Dafür pflanzen wir gezielt Hecken und fügen Hügel und Senken ein, um ein positives Mikroklima zu erreichen und die Artenvielfalt zu fördern. Eine harmonische Gestaltung der Gesamtfläche und einzelne Rückzugsorte, wie ein Teich oder eine versteckte Lichtung, bieten dem Menschen Erholung und stärken das Beziehungsgeflecht Natur. Ein Lehrpfad mit Informationsschildern macht viele Zusammenhänge und Symbiosen im großen Spiel des Lebens deutlich. Wir setzen auf mehrjährige Pflanzen als Nahrungsgrundlage, insbesondere Nüsse, und entwickeln eine Tierhaltung, die mit der neugestalteten Landschaft eine Symbiose eingeht. An besonders günstigen Zonen betreiben wir einen kleinteiligen Acker- und Gemüsebau. Durch einen zyklischen Rückschnitt der Hecken gewinnen wir Holz, um unseren Energiebedarf zu decken und fördern gleichzeitig eine besonders artenreiche Hecke.
Wir verstehen unser Modell der Landnutzung als Alternative zur industriellen Landwirtschaft, das Böden auf-, statt abbaut, das die Resilienz einer Region steigert und globale Risiken minimiert, das ein wirksames Mittel ist gegen das Artensterben, den Klimawandel, gegen Bodenerosion und Überdüngung und Entfremdung von Mensch und Natur. Polykultur statt Monokultur.
Mit diesem Projekt setzen wir uns aktiv und konkret für die Heilung unseres Planeten ein. Wahre Heilung bezieht sich auf alle Mitspieler des Systems und wird erst dann nachhaltig und effektiv, wenn diese in Harmonie leben und sich ihrer bewusst sind. Lange Zeit versuchte die Menschheit, unabhängig von der Natur zu werden, bis wir erkannt haben: Wir sind Natur, und im Moment zerstören wir uns in rasendem Tempo selbst.
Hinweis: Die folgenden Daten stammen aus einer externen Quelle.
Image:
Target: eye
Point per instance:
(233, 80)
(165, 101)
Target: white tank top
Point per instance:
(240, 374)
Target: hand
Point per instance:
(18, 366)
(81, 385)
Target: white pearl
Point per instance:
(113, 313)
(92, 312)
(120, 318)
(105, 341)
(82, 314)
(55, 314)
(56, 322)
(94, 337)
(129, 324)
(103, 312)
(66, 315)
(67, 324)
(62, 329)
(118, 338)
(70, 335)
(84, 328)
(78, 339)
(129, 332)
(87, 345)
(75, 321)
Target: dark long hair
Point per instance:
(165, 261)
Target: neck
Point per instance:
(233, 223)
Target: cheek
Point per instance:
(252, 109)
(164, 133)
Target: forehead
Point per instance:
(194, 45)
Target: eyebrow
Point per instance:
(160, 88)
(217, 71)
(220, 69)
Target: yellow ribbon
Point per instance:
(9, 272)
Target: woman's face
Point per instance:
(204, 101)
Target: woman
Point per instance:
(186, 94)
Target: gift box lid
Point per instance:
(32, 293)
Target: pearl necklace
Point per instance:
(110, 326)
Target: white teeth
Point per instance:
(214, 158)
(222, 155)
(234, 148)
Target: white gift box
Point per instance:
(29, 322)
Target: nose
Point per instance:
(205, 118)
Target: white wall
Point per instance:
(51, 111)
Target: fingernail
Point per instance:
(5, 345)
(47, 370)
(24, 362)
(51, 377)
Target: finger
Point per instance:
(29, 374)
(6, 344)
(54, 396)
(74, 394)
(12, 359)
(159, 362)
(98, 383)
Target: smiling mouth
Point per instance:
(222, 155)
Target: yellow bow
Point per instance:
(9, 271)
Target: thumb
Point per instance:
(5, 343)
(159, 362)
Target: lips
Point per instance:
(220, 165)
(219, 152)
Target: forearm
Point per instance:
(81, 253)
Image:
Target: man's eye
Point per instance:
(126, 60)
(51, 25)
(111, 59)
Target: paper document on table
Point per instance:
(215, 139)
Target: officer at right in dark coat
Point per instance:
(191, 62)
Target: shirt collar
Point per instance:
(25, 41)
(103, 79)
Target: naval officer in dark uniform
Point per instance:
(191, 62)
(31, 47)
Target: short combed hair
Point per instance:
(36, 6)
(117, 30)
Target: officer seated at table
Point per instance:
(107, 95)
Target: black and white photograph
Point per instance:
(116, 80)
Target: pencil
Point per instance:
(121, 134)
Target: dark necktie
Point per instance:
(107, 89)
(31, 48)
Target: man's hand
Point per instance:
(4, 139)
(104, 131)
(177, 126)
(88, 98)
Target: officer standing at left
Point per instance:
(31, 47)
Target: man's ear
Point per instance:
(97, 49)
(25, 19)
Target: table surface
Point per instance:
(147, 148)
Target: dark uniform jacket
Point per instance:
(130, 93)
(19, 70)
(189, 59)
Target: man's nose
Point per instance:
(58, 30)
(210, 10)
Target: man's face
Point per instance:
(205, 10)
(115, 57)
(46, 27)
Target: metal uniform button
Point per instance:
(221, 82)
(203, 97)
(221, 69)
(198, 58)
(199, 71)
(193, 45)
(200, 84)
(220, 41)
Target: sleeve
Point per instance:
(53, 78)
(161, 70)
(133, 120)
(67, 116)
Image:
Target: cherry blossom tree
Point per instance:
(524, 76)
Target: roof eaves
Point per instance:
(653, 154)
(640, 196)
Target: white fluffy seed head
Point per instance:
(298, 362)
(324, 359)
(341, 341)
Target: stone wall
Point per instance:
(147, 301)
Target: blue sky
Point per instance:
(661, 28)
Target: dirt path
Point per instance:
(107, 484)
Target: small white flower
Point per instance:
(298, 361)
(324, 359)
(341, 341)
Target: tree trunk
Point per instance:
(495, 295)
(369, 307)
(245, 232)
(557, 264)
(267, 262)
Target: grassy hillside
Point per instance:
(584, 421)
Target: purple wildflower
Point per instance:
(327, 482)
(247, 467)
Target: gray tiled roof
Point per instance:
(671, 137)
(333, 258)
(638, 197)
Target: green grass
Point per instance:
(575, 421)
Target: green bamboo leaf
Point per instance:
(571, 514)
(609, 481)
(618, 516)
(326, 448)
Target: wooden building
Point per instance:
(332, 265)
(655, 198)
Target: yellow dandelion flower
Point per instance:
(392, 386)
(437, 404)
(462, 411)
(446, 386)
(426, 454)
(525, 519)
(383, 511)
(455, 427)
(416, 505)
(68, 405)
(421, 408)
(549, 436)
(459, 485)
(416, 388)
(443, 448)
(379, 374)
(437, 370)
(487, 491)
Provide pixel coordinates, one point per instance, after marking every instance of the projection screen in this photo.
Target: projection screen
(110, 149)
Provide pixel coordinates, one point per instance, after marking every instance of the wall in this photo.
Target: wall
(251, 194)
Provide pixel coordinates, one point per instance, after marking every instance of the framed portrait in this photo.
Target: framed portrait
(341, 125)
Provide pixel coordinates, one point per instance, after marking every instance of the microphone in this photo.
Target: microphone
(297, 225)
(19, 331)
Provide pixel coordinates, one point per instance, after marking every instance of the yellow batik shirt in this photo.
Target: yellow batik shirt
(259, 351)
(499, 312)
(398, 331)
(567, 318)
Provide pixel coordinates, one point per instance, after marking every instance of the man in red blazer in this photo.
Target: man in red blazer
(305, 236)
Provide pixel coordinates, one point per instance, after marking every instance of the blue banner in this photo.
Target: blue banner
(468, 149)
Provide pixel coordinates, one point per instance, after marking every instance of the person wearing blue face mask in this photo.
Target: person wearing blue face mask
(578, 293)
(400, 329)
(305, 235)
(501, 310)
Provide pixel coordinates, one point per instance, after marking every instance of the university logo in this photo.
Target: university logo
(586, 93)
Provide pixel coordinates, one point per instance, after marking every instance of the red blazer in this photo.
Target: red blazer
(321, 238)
Frühjahr 2019: Wir verwandeln unseren Garten in ein Blütenmeer und säen dafür ca. 200m² Blühflächen ein.
Wir möchten die lokale Insektenwelt unterstützen, aber auch für unsere Bienen eine Trachtverbesserung bewirken. Und es sieht bestimmt toll aus.
Anfang des Jahres sind wir auf die Initiative „BienenBlütenReich“ des Netzwerks Blühende Landschaften aufmerksam geworden. Dort konnten wir uns als Projektpartner bewerben und säen nun Flächen ein, für die (im Rahmen des NBL) sogenannte Blühpatenschaften übernommen werden können. Das Saatgut wird vom NBL finanziert und wir bekamen Hilfe bei der Auswahl der Blühmischungen.

                         
Als Flächen haben wir uns die kleinteiligen Flächen der Hofmitte vorgenommen, den stark vermoosten Vorgarten, eine sonnige Fläche neben dem Wäschepavillon und einen Streifen bei den Gewächshäusern. Insgesamt konnten wir so mehr als 200m² herzaubern.
Die Bodenvorbereitungen gingen leider nicht durch Zauberei, sondern durch viel viel Handarbeit.
Das dreimonatige Mulchen mit Folie hatte leider nicht den erhofften Effekt der Bodenlockerung. Am besten ist das Gras unter den Flächen mit Pappe+Häcksel-Mulch verrottet.
In einer ausdauernden Gemeinschaftsaktion konnten wir die Flächen dann vorbereiten: Grassoden und Moos mit der Radhacke abschneiden. Dann alles von Hand raus sammeln und Erde abklopfen. Die gesammelten Grassoden ergaben einen großen Komposthaufen mit  locker 7m³. Im nächsten Schritt verteilten wir viel gekauften Sand, um die Flächen abzumagern. Außerdem konnten wir einen großen Haufen sandigen Baustellenaushub unterbringen. Wir hatten viel Spaß beim Kalken der Flächen mit dem Gardena Düngestreuer.
Vor der Aussaat wird die Fläche noch 1-2mal gehackt, damit Unkrautsamen auflaufen.

 

 

Fiep – Fiep – Fiep... Eulenfamilie

Ende April 2019 ist eine Waldohr - Eulenfamilie bei uns in der Douglasie vor dem Haus eingezogen. Die 5 jungen Ästlinge hüpfen und klettern und mittlerweile fliegen sie sogar von Dach zu Baum. In der Dämmerung ab 21.19 Uhr können wir sie für einige Minuten beobachten bis es zu dunkel wird. Zwischendurch wird das Fiepen durch ein Hahaha unterbrochen. Sind das die Eltern oder eine andere Eulenart?
Wir freuen uns alle sehr, dass sich die Eulen bei uns so wohl fühlen.